Technique opératoire
:
A - PRINCIPES GÉNÉRAUX
:
Le patient est opéré en position de la taille.
Le type d’anesthésie est variable : générale, locorégionale ou bloc
périnéal.
1- Exposition de la ligne pectinée et hauteur de la bourse
:
Après une dilatation progressive du canal anal, la ligne pectinée est
repérée, soit par éversion du canal anal, facilement en cas de gros
prolapsus, soit après mise en place d’un dilatateur.
Le niveau de
confection de la bourse est situé à au moins 5 cm au-dessus de la
ligne pectinée, toujours au-dessus des paquets hémorroïdaires
internes.
La bourse est confectionnée à l’extrémité supérieure du
canal anal, quasiment dans l’ampoule rectale, juste au-dessus
de la saillie des releveurs de l’anus.
En cas de prolapsus important,
le glissement de la muqueuse anale vers le bas et son extériorisation
modifient les repères anatomiques et la mise en place de la bourse
est fonction du matériel utilisé.
Dans tous les cas, quelle
que soit la méthode d’exposition du canal anal, le repérage de la
ligne pectinée sur toute sa circonférence est essentiel durant le temps
de confection de la bourse.
2- Confection de la bourse
:
La bourse est confectionnée quadrant par quadrant avec des prises
régulièrement espacées sans intervalle de muqueuse libre, prenant en profondeur muqueuse et sous-muqueuse uniquement.
Une prise
trop profonde prenant la paroi musculaire exposerait à la résection
de celle-ci et au risque de sténose après section et agrafage.
Réalisée
avec un fil monobrin 00, elle doit s’efforcer d’être située toujours
dans le même plan, la fin de la bourse revenant à son point de
départ.
Rester dans le même plan évite les bourses tangentielles se
rapprochant de la ligne pectinée.
3- Mise en place de la pince et serrage de la bourse
:
La pince est introduite en position d’ouverture maximale dans l’axe
du canal anal, la tête de la pince est poussée jusqu’au relief du
sacrum.
Avant le serrage de la bourse, la traction du fil permet de
tendre le diaphragme muqueux et de s’assurer que la tête de la pince
est bien au-dessus de celui-ci.
Le serrage du fil de la bourse peut
alors s’effectuer, le doigt qui descend sur le noeud contrôle la mise
en tension de la muqueuse, formant un diaphragme autour de l’axe
de la pince.
4- Serrage de la pince et agrafage
:
Le serrage de la pince doit se faire sans traction, en évitant d’attirer
celle-ci vers l’extérieur.
Le serrage doit être progressif en s’assurant
de ne pas pincer les hémorroïdes externes et la ligne pectinée.

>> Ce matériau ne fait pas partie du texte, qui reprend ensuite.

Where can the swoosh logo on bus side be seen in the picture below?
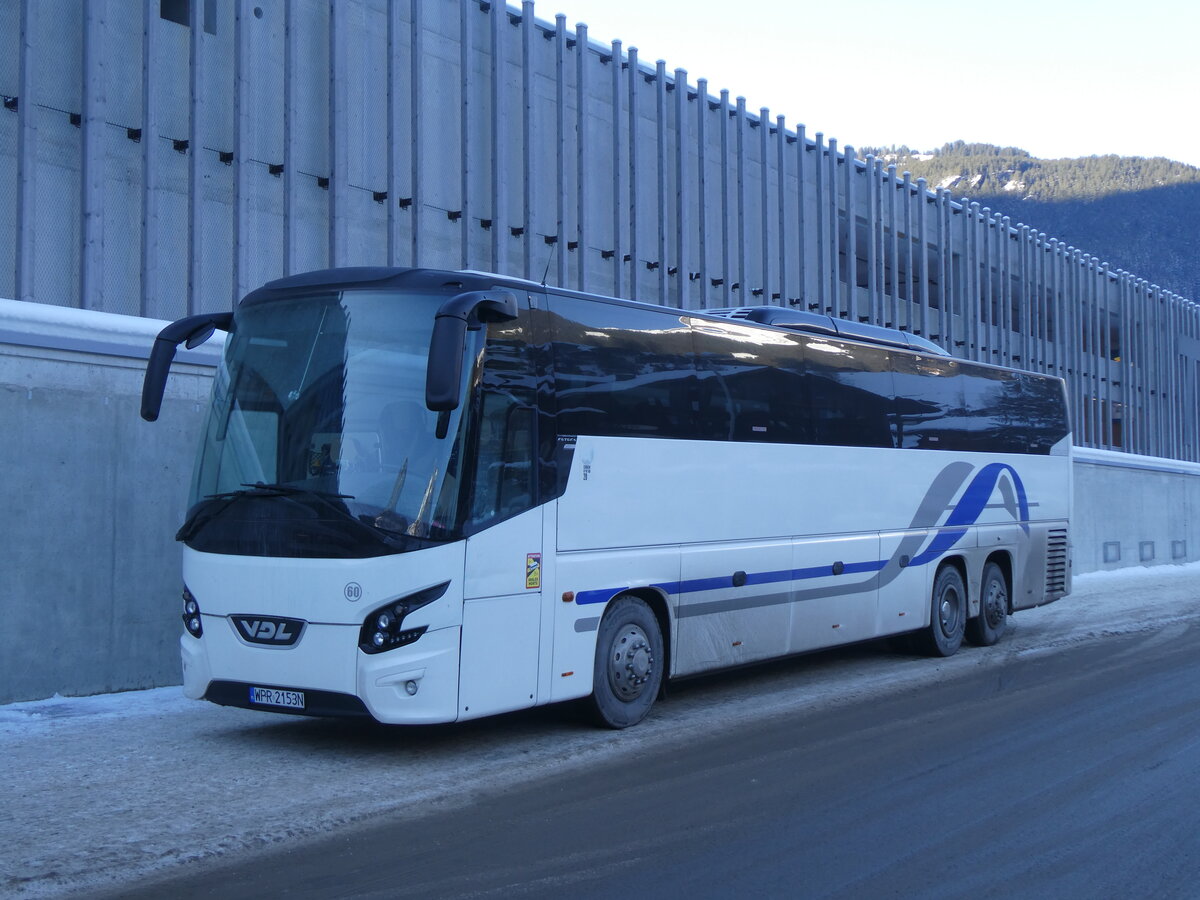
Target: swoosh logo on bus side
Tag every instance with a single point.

Celle-ci franchie, il se continue jusqu’à son terme, permettant un
repositionnement des paquets hémorroïdaires dans le canal anal,
réalisant ainsi une véritable anopexie.
Il doit être enfin
maximal pour assurer une bonne hémostase de la ligne d’agrafes.
La section et l’agrafage peuvent alors être réalisés par la pince
circulaire.
Certains conseillent, pour assurer l’hémostase, de
maintenir la pression sur la pince après agrafage durant 30 secondes.
Puis la pince est desserrée de trois tours et retirée.
La vérification de
la collerette de muqueuse réséquée porte sur son caractère complet
circulaire, sa régularité et sa largeur d’au moins 2 cm.
Une analyse
anatomopathologique peut utilement vérifier le caractère glandulaire
de la muqueuse réséquée et l’absence de fibres musculaires
provenant de la paroi rectale.
5- Contrôle de la ligne de sutures
:
Après une nouvelle exposition du canal anal, on vérifie que la ligne
de suture est à au moins 2 cm de la ligne pectinée ainsi que son
hémostase.
En cas de saignement artériolaire, l’hémostase
peut être effectuée par un point à l’aiguille sertie.
B - VARIANTES TECHNIQUES
:
1- Utilisation du kit PPH 01
:
L’introduction sur le marché d’une pince déjà largement diffusée et
adaptée à ce type d’intervention modifie certains points de la
technique. Elle est conçue pour protéger l’appareil sphinctérien et
facilite la résection du prolapsus en attirant celui-ci dans le corps de
la pince.
Cependant, en modifiant les repères habituels de la
chirurgie proctologique, sa mauvaise utilisation peut conduire plus
facilement aux risques de sutures sur la ligne pectinée ou de sténose
après résection-suture de l’ensemble de la paroi rectale.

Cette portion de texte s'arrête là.